The growing alarm after U.K. Prime Minister Theresa May’s Brexit deal suffered a defeat in Parliament isn’t just unsettling for British politics. Global businesses are on edge as well.

Asian companies, whose operations and investments stretch far into Britain and the European continent, have a lot at stake as they face higher tariffs and costs. Tuesday’s setback will do little to cure the anxiety. Chancellor of the Exchequer Philip Hammond has sought to assure business leaders that their no-deal nightmare scenario could still be avoided, but with only 10 weeks left before the U.K. is due to leave the European Union, companies are bracing for a potential hard exit.

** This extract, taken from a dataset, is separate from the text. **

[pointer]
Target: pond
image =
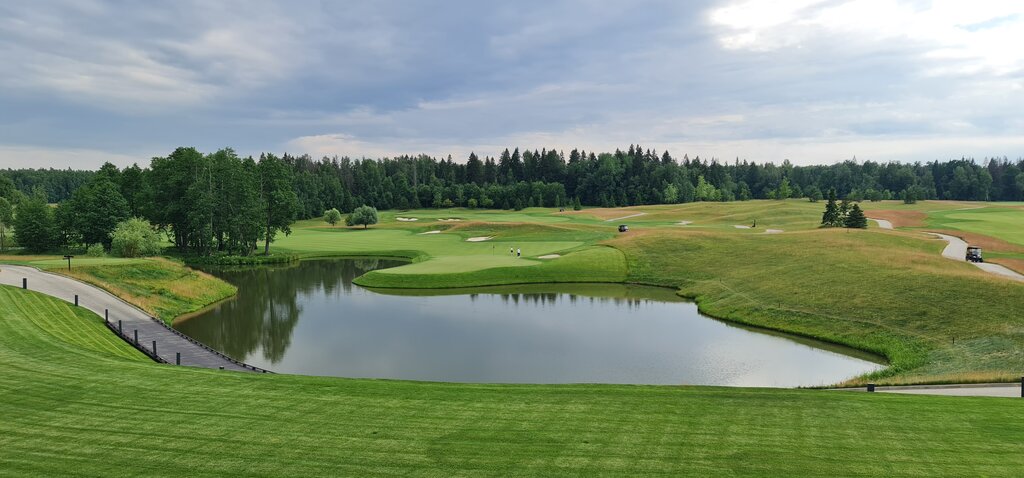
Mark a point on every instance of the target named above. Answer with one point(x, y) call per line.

“Japanese companies should have been making preparations for the possibility of a hard Brexit, but now the reality of carrying out those measures is getting closer,” Hiroaki Nakanishi, chairman of the country’s largest business lobby Keidanren, told reporters in Tokyo Wednesday.

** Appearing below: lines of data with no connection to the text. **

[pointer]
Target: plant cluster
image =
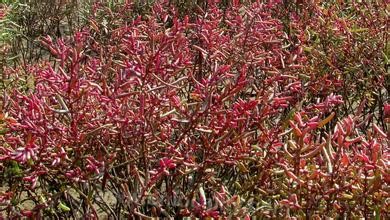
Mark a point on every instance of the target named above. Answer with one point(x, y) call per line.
point(265, 108)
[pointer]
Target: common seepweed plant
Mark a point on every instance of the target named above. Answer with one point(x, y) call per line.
point(232, 111)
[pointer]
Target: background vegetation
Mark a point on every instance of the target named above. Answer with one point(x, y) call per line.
point(119, 109)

Here’s what Asian companies are saying about Brexit:

Honda

The Japanese automaker said Wednesday that a hard Brexit would seriously impact its European operations, even though it is implementing countermeasures. New checks at the border could disrupt its logistics systems, while tariffs on goods moving between the EU and U.K. would hurt its competitiveness, it said. “We now look to the government to deliver a clear, legally certain path forward to avoiding no deal and to delivering the conditions that support the continued competitiveness and productivity of our sales and manufacturing operations,” it said.

About 4.5 percent of Honda Motor Co.’s sales come from Europe, and it has one factory in the U.K. with manufacturing capacity of about 150,000 units annually.

Toyota

Asia’s biggest carmaker has said it would temporarily halt its production in the U.K. if Britain storms out of the EU without a trade agreement, disrupting weekly revenue of 60 million pounds ($77 million) generated there, the company’s Europe President, Johan van Zyl, said in October. Japanese firm wants tariff-free trading after Brexit, he has said.

Toyota declined to comment on the vote Wednesday.